The First New Deal Ruined Energy Innovation
About the only disappointing aspect of Burton Folsom’s New Deal or Raw Deal is that it doesn’t go far enough in its critique of FDR’s rural electrification program.
The Roosevelt Institute claims, in all seriousness, that “while 90% of urban dwellers had electricity by the 1930s, only 10% of rural dwellers did and roughly 9 out of 10 farms had none,” as if electrons magically stopped flowing in the presence of barnyard animals and corn cribs.
But farmers used electricity before Roosevelt took office; they just produced or procured it themselves instead of taking it off a federally subsidized grid.
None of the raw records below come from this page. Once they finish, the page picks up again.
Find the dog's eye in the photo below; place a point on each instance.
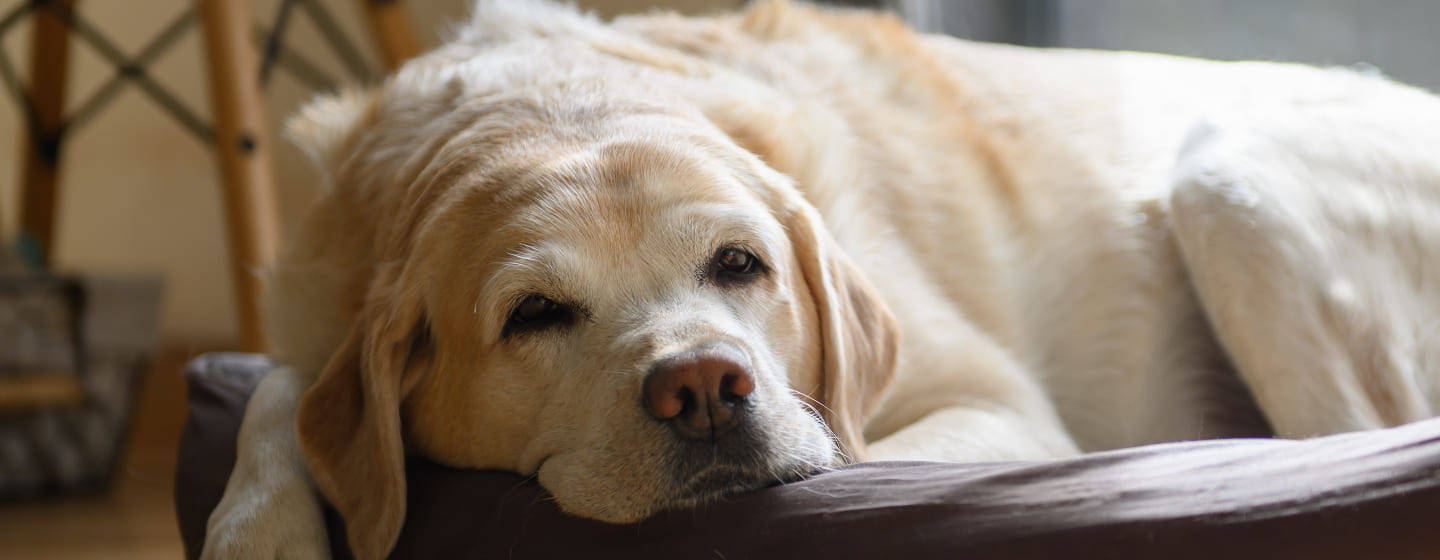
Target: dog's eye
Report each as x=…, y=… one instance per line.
x=735, y=264
x=536, y=313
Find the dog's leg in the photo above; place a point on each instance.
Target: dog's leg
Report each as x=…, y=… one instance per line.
x=270, y=508
x=1312, y=236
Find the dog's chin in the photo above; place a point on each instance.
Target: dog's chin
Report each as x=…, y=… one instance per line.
x=703, y=487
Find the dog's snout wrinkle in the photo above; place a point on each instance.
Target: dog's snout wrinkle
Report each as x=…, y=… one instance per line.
x=700, y=392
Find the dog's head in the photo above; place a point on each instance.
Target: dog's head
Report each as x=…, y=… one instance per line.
x=604, y=292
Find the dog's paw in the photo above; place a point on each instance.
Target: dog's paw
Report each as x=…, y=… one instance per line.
x=267, y=523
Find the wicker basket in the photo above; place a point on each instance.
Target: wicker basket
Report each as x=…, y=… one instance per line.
x=72, y=351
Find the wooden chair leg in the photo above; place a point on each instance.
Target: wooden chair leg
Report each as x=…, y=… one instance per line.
x=392, y=30
x=244, y=157
x=41, y=163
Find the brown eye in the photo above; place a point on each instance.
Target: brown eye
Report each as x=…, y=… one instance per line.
x=735, y=265
x=736, y=261
x=536, y=313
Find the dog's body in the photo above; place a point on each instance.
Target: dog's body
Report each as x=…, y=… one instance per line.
x=1024, y=254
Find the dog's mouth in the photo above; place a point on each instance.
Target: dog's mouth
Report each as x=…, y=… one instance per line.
x=720, y=478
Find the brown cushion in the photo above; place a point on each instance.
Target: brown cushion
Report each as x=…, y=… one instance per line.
x=1357, y=495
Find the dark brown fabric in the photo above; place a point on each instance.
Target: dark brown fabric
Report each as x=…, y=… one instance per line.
x=1357, y=495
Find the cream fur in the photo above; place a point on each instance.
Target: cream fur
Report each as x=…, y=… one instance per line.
x=975, y=252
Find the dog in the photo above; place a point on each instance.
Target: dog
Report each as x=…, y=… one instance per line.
x=664, y=259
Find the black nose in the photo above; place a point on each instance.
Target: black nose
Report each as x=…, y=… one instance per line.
x=700, y=392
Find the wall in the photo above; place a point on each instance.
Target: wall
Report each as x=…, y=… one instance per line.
x=140, y=193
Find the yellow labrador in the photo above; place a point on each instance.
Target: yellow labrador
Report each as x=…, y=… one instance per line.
x=663, y=259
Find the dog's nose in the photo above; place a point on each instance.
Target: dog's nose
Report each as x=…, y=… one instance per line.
x=700, y=392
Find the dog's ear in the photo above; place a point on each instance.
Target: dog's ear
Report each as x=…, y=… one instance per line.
x=349, y=422
x=323, y=127
x=858, y=334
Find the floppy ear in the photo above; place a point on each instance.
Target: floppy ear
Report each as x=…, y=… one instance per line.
x=349, y=422
x=858, y=333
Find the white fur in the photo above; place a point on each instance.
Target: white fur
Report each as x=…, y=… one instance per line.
x=1082, y=251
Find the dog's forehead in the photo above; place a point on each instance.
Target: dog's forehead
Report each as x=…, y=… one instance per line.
x=624, y=192
x=631, y=215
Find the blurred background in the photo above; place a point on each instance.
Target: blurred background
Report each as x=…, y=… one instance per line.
x=140, y=195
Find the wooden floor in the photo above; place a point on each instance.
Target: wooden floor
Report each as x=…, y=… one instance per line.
x=136, y=517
Strangely, pundits on the left continue to laud FDR’s Rural Electrification Administration even though it increased demand for electricity created largely by “dirty” sources, especially coal, while squelching demand for electricity generated by local, often green, means.
To this day, South Dakota’s prairie remains dotted with the skeletons of farm windmills abandoned long ago thanks to the Rural Electrification Administration.
This is not to say that all electricity from the grid was dirty, as some of it came from hydroelectric plants, like those along the Missouri and Niagara rivers, nor that all locally generated electricity came from green sources, as some of it came from fossil fuel–powered generators and flatulent mules. But the point here isn’t to count kilowatts; it is to point out what the New Deal cost us in terms of green-energy innovation.
Although, since the New Deal, farms in the United States decreased in relative terms and absolute numbers, they still number in the millions. And although farmers are notoriously “cash poor,” only a small number are “dirt poor.”